Les cadeaux sont meilleurs quand on ne s'y attend pas. Je ne m'attendais pas a rallier Ilulissat depuis  kangerlussuaq ou m'attendent Lucos et "Roxane", assis entre les deux pilotes de l'avion. En ce dimanche, premier jour de ma vie sur le sol du Groenland, le ciel est aussi bleu que possible et c'est en t-shirt que j'embarque dans le petit avion rouge d'Air Greenland pour la dernière partie du voyage. Nous survolons le gigantesque glacier de Jakobshaven -sans doute l'un des plus gros du monde- qui vomit inexorablement ses milliards de tonnes d'iceberg en direction de la mer. Le spectacle est époustouflant de splendeur. Je porte mon regard aussi loin que possible pour jauger la densité des glaçons qui risquent de nous bloquer la route dans le bras nord entre l'ile Disko et la cote, chemin que nous devrons emprunter pour gagner "Upernavik", plus au nord  qui sera notre ultime escale Groenlandaise avant de faire route vers les iles Canadiennes.
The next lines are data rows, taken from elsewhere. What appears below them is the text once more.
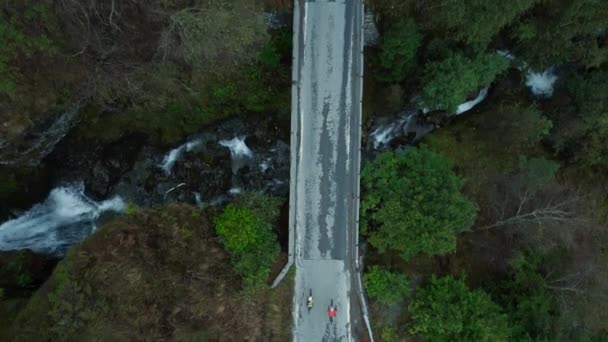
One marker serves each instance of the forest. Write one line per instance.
(490, 226)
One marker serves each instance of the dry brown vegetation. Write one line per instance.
(154, 275)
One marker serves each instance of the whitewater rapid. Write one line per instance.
(65, 218)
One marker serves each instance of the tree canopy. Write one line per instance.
(385, 286)
(412, 203)
(398, 49)
(246, 230)
(446, 310)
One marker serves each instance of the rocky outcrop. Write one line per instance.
(36, 142)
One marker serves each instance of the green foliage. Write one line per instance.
(247, 230)
(530, 305)
(558, 31)
(385, 286)
(238, 229)
(269, 56)
(132, 208)
(215, 33)
(412, 203)
(476, 21)
(397, 56)
(15, 271)
(581, 132)
(160, 265)
(487, 145)
(388, 334)
(448, 83)
(446, 310)
(20, 40)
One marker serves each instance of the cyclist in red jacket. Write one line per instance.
(332, 311)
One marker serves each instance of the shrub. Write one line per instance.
(385, 286)
(246, 229)
(398, 49)
(446, 310)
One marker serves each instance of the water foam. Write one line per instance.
(237, 146)
(466, 106)
(541, 84)
(65, 218)
(176, 153)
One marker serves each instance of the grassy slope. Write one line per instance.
(154, 275)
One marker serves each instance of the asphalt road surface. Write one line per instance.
(326, 115)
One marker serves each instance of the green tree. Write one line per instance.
(385, 286)
(475, 21)
(238, 228)
(448, 82)
(20, 40)
(246, 228)
(558, 31)
(446, 310)
(412, 203)
(581, 133)
(398, 48)
(529, 303)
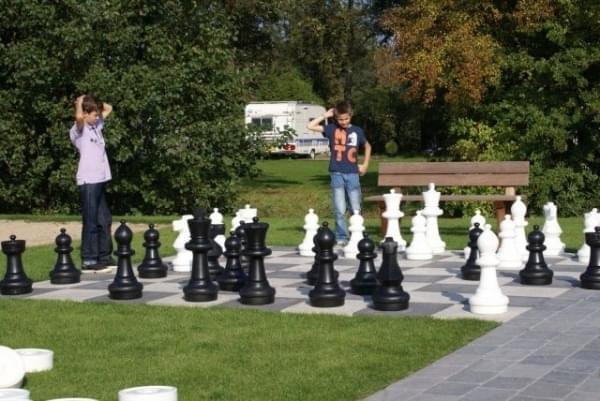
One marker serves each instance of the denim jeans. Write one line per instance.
(344, 186)
(96, 241)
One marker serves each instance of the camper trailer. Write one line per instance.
(276, 117)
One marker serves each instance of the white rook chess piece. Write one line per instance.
(507, 254)
(419, 248)
(183, 258)
(393, 214)
(431, 212)
(357, 230)
(311, 224)
(488, 299)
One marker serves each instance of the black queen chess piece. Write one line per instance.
(15, 281)
(125, 285)
(536, 271)
(64, 271)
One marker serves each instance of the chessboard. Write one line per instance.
(435, 287)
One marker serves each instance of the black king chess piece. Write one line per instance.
(152, 266)
(200, 287)
(64, 271)
(590, 279)
(15, 281)
(536, 271)
(125, 285)
(256, 290)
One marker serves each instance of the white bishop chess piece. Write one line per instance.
(488, 299)
(311, 224)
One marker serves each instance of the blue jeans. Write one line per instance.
(96, 241)
(344, 186)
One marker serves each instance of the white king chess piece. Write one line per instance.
(393, 214)
(431, 212)
(488, 299)
(311, 224)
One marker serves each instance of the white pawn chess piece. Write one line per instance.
(183, 258)
(488, 299)
(419, 248)
(357, 230)
(431, 198)
(311, 224)
(552, 231)
(393, 214)
(507, 254)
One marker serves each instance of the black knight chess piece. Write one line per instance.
(536, 271)
(15, 281)
(64, 271)
(125, 285)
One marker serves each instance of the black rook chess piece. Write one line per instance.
(256, 290)
(125, 285)
(471, 270)
(389, 295)
(15, 280)
(152, 266)
(536, 271)
(64, 271)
Le port d'Ilulissat est rempli de bateaux de pêche de différentes tailles. Ils quittent la petite anse en se frayant un passage au travers des glaces flottantes et rentrent gavés de morues, flétans, soles ou autre loups (rien a voir avec le bar que les méditerranéens nomment ainsi). Les eaux sont poissonneuses à profusion. J'ai beau ne pas me faire d'illusion et réfréner mon romantisme chronique, les Inuits mythiques aux belles gueules burinées et les femmes chaussées de longues bottes de peaux ont bel et bien disparus du catalogue! Les minettes en jean moulants  roulent du cul en parlant dans leurs téléphones portables et les ados tatoués, tout de Nike vêtus, écoutent Eminem dans leur casque. Bill Gate et ses potes ont désormais atteints les coins les plus reculés de la planète, on le sait bien depuis un moment et je suis assez humaniste pour ne pas vouloir fourrer les peuples de la nature au musée, mais je ressens toujours cette même inquiétude devant l'uniformisation galopante du monde. Plus au nord, peut être auront nous la chance de croiser quelques authentiques chasseurs....Peut être mais rien de moins sûr!
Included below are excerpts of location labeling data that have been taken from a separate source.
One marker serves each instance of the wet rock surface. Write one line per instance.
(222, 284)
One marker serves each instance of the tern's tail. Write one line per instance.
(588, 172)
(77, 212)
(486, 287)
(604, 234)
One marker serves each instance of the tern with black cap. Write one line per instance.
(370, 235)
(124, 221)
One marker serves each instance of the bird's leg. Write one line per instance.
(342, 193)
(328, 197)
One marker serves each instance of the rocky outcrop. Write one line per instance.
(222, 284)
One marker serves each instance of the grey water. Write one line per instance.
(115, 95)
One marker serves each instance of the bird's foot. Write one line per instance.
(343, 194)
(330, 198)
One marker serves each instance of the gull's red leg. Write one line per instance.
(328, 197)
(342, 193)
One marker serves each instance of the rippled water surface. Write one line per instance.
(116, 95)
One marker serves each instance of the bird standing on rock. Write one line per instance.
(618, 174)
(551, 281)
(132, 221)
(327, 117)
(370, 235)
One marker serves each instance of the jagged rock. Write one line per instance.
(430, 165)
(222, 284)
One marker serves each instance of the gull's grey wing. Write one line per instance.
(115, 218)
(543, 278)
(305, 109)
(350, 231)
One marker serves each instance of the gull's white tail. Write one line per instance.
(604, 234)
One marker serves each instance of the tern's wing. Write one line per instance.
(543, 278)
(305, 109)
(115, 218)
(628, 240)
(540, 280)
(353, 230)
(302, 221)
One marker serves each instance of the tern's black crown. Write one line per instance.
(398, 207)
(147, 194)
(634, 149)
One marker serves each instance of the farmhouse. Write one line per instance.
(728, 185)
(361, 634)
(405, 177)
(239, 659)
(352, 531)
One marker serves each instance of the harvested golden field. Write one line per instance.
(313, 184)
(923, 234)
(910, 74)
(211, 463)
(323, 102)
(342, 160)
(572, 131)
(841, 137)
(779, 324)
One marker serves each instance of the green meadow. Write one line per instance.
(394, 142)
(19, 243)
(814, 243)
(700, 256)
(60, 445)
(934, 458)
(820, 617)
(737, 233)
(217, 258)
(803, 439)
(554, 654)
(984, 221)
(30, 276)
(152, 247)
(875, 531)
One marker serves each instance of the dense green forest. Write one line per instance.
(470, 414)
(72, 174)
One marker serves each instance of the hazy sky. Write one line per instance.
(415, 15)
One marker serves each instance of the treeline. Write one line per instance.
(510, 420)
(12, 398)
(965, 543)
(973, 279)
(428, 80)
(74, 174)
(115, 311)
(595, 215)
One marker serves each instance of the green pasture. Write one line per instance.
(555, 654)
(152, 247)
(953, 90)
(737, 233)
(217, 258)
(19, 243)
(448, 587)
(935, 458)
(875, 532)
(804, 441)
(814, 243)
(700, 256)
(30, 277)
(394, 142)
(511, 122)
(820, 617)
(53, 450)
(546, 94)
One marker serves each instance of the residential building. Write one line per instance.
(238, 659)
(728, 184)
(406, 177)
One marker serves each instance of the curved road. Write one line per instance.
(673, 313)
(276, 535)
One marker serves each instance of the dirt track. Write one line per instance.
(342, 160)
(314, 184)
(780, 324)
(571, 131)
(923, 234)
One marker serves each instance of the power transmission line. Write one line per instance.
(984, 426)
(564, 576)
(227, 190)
Lucos s'est mis dans la tête de répertorier les bars les plus au nord du monde. Ça c'est de la vrai bonne ethnologie appliquée! Hier soir, en compagnie de l'équipage de "La Louise" nous avons joués les inspecteurs du "Gault et Millau "spécialisés "Bistrot" en allant passer la fin de la soirée au "Pub Tuukkaq". Un gros père totalement bourrés tente de pisser ses rafales de bière devant l'entrée sans s'écrouler il nous adresse un regard sans vie. Pour décrire l'ambiance qui régnait dans ce boyau sombre, entre la porte d'entrée et le comptoir situé au fond, j'évoquerais les tavernes sordides et poisseuses tapies dans les ruelles sombres des ports au 18 ème siècle. Les silhouettes aux yeux brillants et mornes  se meuvent maladroitement dans la pénombre, certains dorment, la tête pendante, un groupe de femmes déchirées chantent à tue tête, à cette table on rie niaisement, à celle ci on crie, à cette autre on pleurniche. En prévision de la fermeture maintenant imminente, les clients font provision de munitions afin de se gaver encore et encore d'alcool.
Il es minuit, au plus profond de la nuit estivale, c'est à dire qu'il fait jour comme à 22heures chez nous au 21 juin !
On est impatients de partir vers l'aventure.